Previewing the interview on CBS This Morning, Pelley says McCabe described meetings with DOJ officials to discuss “whether the vice president and a majority of the Cabinet could be brought together to remove the president under the 25th Amendment,” though there were no grounds for such action.
How does one begin to understand the scale of duplicity underpinning what can only be described as a political conspiracy designed to trigger a bloodless coup within the United States government? It starts with the acceptance of certain facts and the willingness to consider the enormous volume of evidence of political bias and conspiracy against the president.
The Conspiracy and Its Tangled Web
McCabe had political connections to the Clintons and to the Democratic Party through his wife. Senior FBI officials Peter Strzok and Lisa Page, who were both involved in the Clinton email investigation and the Russia probe, hated Trump – Strok even vowed that the FBI would stop him from becoming president.
Justice Department official Bruce Ohr, who acted as an intermediary between the FBI and Fusion GPS – the firm that commissioned the infamous “Trump Dossier” on behalf of the Clinton campaign – has also provided testimony that contradicts what other co-conspirators have said about the origins of the Russia investigation. Ohr’s wife worked for Fusion GPS and was directly involved in opposition research for Clinton. Former British spy Christopher Steele, who put the dossier together, is known to have been “desperate” to prevent Trump becoming president.

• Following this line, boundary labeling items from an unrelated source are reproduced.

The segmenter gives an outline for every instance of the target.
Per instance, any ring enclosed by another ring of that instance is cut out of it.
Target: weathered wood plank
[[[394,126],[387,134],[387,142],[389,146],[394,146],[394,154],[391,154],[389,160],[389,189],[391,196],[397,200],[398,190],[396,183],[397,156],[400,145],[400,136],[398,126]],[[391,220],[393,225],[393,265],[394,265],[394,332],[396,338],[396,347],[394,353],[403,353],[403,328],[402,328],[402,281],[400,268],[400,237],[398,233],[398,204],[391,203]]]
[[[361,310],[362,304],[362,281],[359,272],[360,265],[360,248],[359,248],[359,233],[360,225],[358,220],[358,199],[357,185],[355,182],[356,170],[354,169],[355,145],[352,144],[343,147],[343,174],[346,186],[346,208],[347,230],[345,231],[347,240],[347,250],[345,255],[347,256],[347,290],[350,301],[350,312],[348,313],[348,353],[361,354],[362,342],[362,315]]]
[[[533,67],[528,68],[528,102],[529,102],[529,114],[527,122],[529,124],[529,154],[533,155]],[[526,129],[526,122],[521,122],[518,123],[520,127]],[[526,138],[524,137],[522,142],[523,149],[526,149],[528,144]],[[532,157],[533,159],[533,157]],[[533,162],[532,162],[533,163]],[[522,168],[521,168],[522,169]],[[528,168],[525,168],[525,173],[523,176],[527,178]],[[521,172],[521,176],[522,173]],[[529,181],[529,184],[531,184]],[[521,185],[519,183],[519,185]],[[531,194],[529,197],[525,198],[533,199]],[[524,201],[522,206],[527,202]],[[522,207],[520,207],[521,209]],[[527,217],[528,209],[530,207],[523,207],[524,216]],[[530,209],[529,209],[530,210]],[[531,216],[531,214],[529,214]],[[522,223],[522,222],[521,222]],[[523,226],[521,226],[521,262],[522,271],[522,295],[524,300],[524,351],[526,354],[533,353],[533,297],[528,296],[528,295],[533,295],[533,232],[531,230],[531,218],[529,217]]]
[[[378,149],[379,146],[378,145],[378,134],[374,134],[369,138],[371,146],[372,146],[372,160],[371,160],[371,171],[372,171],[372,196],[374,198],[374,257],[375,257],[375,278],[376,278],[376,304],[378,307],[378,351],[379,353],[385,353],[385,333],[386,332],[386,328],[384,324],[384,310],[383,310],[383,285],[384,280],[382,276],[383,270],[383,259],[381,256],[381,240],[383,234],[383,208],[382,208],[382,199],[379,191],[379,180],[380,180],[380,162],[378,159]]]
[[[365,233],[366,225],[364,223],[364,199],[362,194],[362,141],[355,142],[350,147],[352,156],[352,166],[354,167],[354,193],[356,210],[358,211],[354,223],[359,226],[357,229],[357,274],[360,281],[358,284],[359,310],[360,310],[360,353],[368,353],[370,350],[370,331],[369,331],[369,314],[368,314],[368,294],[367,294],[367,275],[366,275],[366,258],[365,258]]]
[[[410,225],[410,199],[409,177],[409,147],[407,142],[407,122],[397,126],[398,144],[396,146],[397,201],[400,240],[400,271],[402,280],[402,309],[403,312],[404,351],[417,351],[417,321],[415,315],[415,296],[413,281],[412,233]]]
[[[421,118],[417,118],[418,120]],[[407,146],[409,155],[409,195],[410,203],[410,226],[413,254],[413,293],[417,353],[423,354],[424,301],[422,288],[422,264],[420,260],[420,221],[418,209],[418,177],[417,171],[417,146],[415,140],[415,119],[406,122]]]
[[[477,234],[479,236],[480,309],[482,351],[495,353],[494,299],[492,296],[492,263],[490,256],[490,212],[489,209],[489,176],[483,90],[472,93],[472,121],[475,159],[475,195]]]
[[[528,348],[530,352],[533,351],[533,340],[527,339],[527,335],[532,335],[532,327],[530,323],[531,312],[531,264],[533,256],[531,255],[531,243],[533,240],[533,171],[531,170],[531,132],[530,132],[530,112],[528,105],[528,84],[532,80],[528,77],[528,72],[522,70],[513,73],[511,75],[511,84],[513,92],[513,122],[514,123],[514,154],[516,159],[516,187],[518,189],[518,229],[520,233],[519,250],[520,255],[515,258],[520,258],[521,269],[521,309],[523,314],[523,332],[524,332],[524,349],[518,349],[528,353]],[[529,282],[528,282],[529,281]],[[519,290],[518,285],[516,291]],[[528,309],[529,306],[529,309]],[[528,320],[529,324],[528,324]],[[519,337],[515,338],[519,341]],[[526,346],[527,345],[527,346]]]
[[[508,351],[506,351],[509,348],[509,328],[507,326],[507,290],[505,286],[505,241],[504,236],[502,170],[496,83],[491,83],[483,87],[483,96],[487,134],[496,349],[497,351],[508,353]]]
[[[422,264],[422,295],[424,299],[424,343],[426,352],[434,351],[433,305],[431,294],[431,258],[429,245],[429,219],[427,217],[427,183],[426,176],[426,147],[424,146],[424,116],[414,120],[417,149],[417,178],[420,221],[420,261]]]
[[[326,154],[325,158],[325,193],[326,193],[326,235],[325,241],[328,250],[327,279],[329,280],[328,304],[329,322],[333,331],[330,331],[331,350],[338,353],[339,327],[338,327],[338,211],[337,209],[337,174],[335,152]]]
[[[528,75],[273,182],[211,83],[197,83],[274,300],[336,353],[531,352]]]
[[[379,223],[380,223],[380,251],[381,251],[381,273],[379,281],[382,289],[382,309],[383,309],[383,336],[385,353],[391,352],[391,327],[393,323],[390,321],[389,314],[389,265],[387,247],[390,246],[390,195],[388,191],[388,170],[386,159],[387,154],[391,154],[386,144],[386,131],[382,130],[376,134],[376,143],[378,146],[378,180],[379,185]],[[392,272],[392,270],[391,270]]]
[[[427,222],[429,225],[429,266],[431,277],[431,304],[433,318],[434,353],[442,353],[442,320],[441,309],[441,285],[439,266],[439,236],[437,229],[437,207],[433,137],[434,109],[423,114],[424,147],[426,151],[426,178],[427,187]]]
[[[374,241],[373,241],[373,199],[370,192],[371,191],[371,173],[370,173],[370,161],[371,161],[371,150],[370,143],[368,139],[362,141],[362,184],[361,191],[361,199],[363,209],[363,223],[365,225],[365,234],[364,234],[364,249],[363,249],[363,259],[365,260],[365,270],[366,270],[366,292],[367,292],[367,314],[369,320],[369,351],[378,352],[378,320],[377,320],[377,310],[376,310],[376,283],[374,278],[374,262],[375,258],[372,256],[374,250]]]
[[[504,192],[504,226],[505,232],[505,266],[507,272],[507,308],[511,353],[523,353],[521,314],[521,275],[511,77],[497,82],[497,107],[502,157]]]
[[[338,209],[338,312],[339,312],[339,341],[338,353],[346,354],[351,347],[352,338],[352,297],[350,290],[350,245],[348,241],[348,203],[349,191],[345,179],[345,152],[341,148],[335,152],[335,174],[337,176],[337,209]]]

The evidence of conspiracy is simply too all-pervasive to ignore. All of the key players involved in creating the Russian collusion story, producing and disseminating the Trump dossier, and initiating the FBI’s collusion investigation harbored enormous animus toward then-candidate Trump and did not want to see him win the White House. Is this a mere coincidence, having no relevance whatsoever to the investigation that unfolded? That idea is ludicrous.

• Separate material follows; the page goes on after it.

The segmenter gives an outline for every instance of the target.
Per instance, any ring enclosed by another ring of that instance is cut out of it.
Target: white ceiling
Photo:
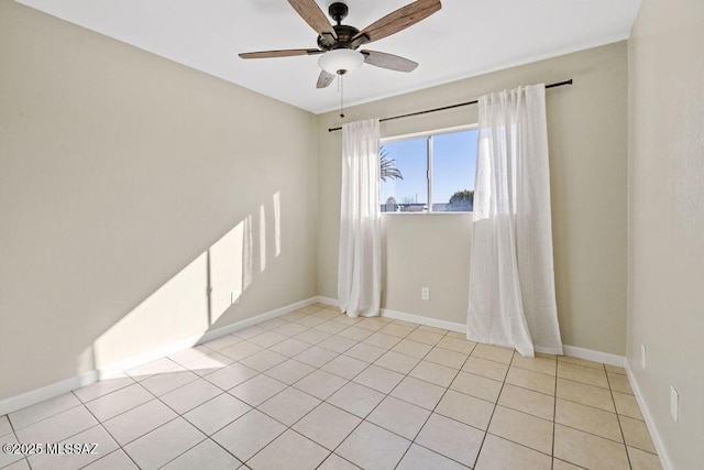
[[[286,0],[18,1],[316,113],[340,102],[334,84],[316,89],[317,56],[238,57],[317,46],[317,33]],[[350,14],[343,23],[361,30],[410,1],[345,0]],[[332,0],[317,2],[327,13]],[[624,40],[639,6],[640,0],[443,0],[433,15],[366,46],[419,67],[404,74],[363,65],[345,77],[345,106]]]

The facts are not open to interpretation: McCabe, his former boss James Comey, and Rod Rosenstein have all made several contradictory statements. Not all of them, therefore, can be telling the truth. Of the three, only one of these men is not a proven liar. McCabe lied to Congress and to federal investigators. Comey also lied to Congress. On the other hand, Rosenstein now has the most to lose if the truth comes out; the other two have already lost their jobs, so they may now be less concerned with concealing their real intentions.

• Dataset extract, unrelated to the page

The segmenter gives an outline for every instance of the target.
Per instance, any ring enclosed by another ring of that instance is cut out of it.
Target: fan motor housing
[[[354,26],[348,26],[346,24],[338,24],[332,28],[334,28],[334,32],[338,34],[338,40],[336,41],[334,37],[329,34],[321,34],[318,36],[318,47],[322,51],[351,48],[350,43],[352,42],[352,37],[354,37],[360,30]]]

McCabe’s claims, if true, are sufficient to cast a very dark cloud of suspicion over the continuing special counsel investigation. Robert Mueller’s appointment was, clearly, a way to preserve and perpetuate a phony investigation. Its entire foundation sits upon the Clinton campaign’s uncorroborated opposition research provided by Russian officials and upon biased assumptions that the president must have committed, or intended to commit, a crime or crimes, simply because he was Donald Trump, and McCabe, Comey, Strzok, Page, Bruce Ohr, and the rest of the conspirators refused to accept the result of a legitimate election.